E questa normalità ribadita dall’infastidito lettore che andrebbe appunto messa in discussione e non, come fa L’Espresso, fingere ora di accogersi che questa “sarebbe la vittoria definitiva della finanza sulla politica”. Questa vittoria e avvenuta da qualche decennio ma la Politica non ne è stata la “vittima” quanto piuttosto il soggetto attivo e partecipe di questa nuova grande trasformazione. Come ha ben evidenziato Christian Laval nel recente tour italiano di presentazione del  libro che ha scritto con Pierre Dardot (La nuova ragione del mondo) l’Unione Europea è nata, fin dal suo progetto iniziale, come entità esplicitamente ccostituita in senso neoliberista (da Giscard d’Estaing e altri comptrimari, utilizzando il serbatoio di pensiero giuridico-politico-economico prodotto dagli ordo-liberali tedeschi fin dagli anni Trenta del secolo scorso).
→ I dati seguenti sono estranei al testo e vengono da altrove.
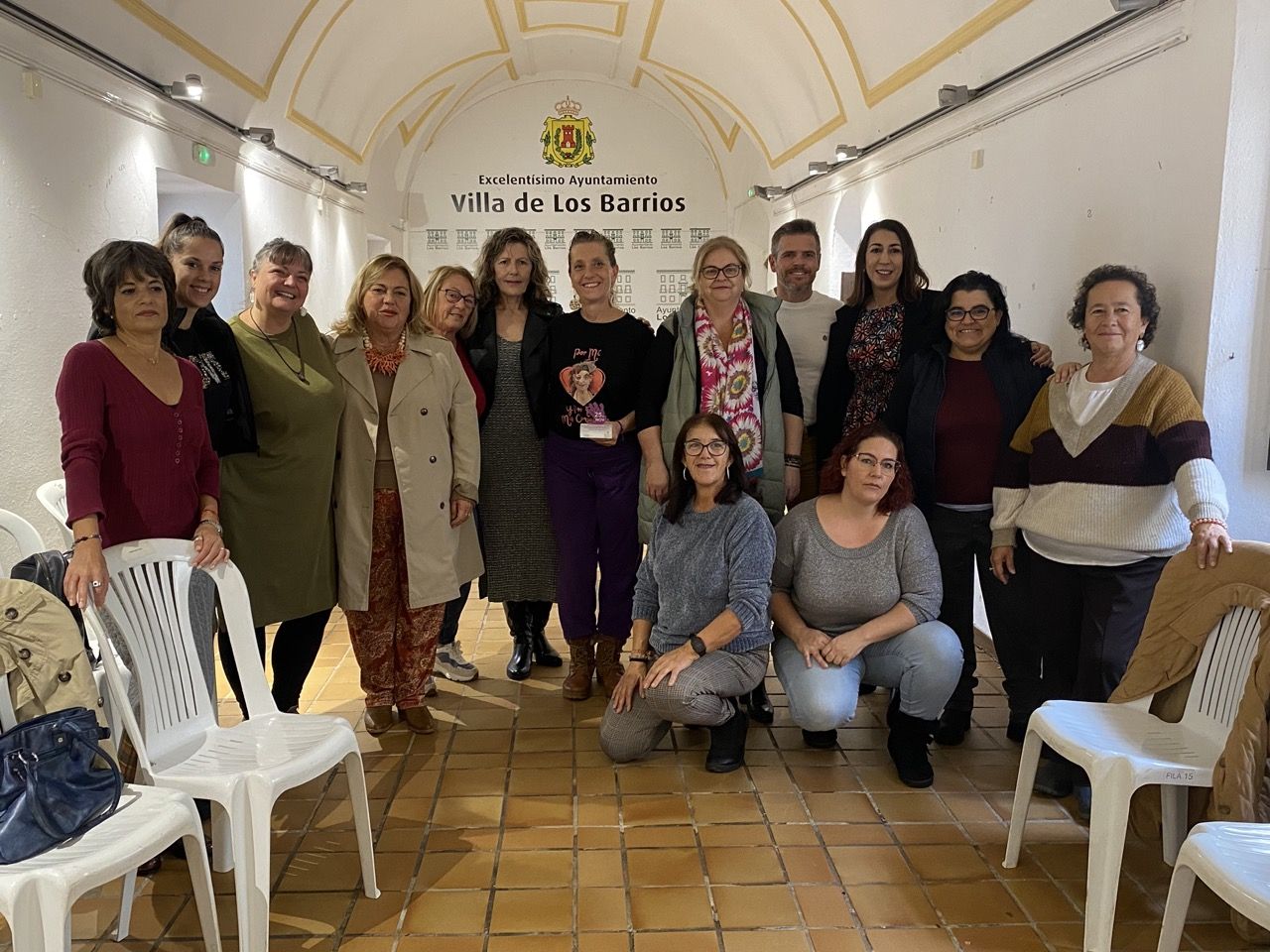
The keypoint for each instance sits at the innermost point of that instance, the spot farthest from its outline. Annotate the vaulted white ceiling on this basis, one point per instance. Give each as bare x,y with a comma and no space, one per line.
788,77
Ciò non toglie che la Storia non è solo quella delle oscure manipolazioni di onnipotenti élites capitalistiche (che ci sono, stanno molto in alto, e sono difficilmente penetrabili) ma è il prodotto del rapporto tra quell’iniziativa e quella contraria di chi sta in basso, resistendo e contrattaccando. Un passaggio apparentemente meno significativo del’articolo dell’Espresso rivela  l’effetto sottostante di chi non è un semplice (s)oggetto che subisce le iniziative della controparte «Tisa è l’eredità del “Doha Round”, la serie di negoziati iniziati a Doha, Qatar, nel 2001, e condotti all’interno dell’Organizzazione mondiale del commercio (Wto), per la globalizzazione e la liberalizzazione dell’economia, che ha scatenato proteste massicce in tutto il mondo e che è fallito nel 2011, dopo dieci anni di trattative che hanno visto contrapposti il mondo sviluppato, Stati Uniti, Giappone Unione Europea, e quello in via di sviluppo, India, Cina, America Latina».
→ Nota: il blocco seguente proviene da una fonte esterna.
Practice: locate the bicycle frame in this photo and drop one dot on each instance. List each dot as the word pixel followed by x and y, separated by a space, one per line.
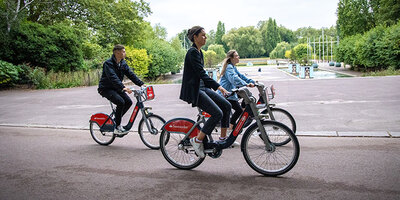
pixel 191 128
pixel 107 124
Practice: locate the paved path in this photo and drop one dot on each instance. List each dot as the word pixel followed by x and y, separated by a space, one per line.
pixel 360 106
pixel 65 164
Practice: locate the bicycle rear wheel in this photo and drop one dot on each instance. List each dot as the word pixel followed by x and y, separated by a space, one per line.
pixel 177 152
pixel 273 162
pixel 101 137
pixel 151 139
pixel 284 117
Le proteste No Global – soprattutto bisogna far riferimento alle resistenze delle popolazioni africane, asiatiche e latino-americane che fin dagli anni Ottanta hanno resistito ai Piani di Aggiustamento Strutturale del Wto e della Banca Mondiale – sono state un freno, un’increspatura al “libero” dispiegarsi del modello neoliberista. Hanno rappresentato, su scala mondiale, una prima battuta d’arresto di quella razionalità che, ostinata, oggi rioccupa la scena più determinata che mai; se è il caso, in termini meno pubblici e trasparenti.

 

I contenuti dell’accordo

Venendo al documento [consultabile qui], ma più ancora al sito ufficiale succitato in cui sono esplicitate le finalità dell’ente, gli obiettivi dell’accordo sono chiari e perfettamente in linea com l’indirizzo neoliberale che dagli Sati Uniti, via l’Europa, si sta imponendo (non senza resistenza e blocchi) a tutto il mondo. Si tratta di attaccare finanziariamente la polpa grossa di quello che nei paesi occidentali è arrivato a inglobare il 70 % dei Pil nazionali: i servizi.
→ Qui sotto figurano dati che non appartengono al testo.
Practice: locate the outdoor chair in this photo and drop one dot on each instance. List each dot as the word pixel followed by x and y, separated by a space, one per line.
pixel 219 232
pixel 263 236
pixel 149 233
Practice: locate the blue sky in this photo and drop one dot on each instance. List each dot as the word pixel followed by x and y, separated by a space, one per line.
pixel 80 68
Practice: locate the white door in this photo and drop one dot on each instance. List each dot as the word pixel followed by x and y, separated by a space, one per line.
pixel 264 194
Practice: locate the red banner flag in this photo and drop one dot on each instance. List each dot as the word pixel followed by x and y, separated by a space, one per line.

L’accordo tenterà quindi da un lato di proteggere il mercato finanziario, ponendo barriere a controlli e misure di contenimento-verifica, dall’altro produrrà linee-guida per le varie legislazioni alfine di permettere una messa-sul-mercato di tutto quello che fino a ieri era considerato un servizio garantito statualmente come salario indiretto (welfare e pubbliche utilità) e che negli ultimi tre/quattro decenni viene sempre più strategicamente “aperto” da queste misure come immenso spazio di investimento e accumulazione capitalistica. Si tratta, niente meno, che del tentativo di mercatizzare completamente la sfera della riproduzione, processo già in atto da tempo ma che presenta ancora, almeno in europa, anocora grosse rigidità. Un immenso, potenziale mercato che la razionalità capitalistica non è disposta a concepire come sfera separata e protetta dalle sue brame.

C’è di che preoccuparsi ma è tutto perfettamente in linea con quanto perseguito, con determinazione e scienza, da corporations e classi politiche (che spesso si cambiano i posti di comando). Il prossimo passaggio – non è fantascienza ma già dura realtà in tanti campi della scienza applicanda e delle ricerca scientifica – è la mercificazione del vivente.